As a longtime reader of your magazine and a daily meditator, I was distressed by the “Commit To Sit” practice section that appears in the Spring 2007 issue. I am certain that your intentions were good, but I believe that it is not helpful to present daily meditation as some sort of challenge as it inevitably leads one to the sense that meditation involves some sort of competition. If one fails to meet the guidelines outlined in this challenge, is that person a failure, or a second-rate meditator? The idea of this challenge is especially disconcerting in view of an article that I recently read by Sharon Salzberg in which she seemed to indicate that the most important thing for a person to do when seeking to establish a meditation practice is to simply keep at it. It would be extremely upsetting if beginning or prospective meditators stopped their practices simply because they were having difficulty in meeting the goals set forth in this article.

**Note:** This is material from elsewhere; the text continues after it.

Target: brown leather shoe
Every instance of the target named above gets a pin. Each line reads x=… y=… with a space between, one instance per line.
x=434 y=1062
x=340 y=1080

We should honor and encourage whatever time commitment people can make to meditation and not discourage them. The helpfulness or correctness of meditative practice simply cannot be judged on the basis of time spent in meditation. It would be wise to remember the first time that we sat down to meditate and the time it took for even the most committed of us to make progress.

Neal Carter
Williamsville, Vermont

Tricycle responds:
Thank you for your letter. We hoped that framing the retreat as a challenge would be motivational and, like you, we were concerned that the word “challenge” might discourage some readers. To avoid this, we included these words of caution in the introduction: “Everyone will struggle to follow the program perfectly. Do not let missed meditation sessions or broken vows discourage you. Just return to the practice. As Sharon Salzberg often tells her students, it’s the coming back that deepens our practice.”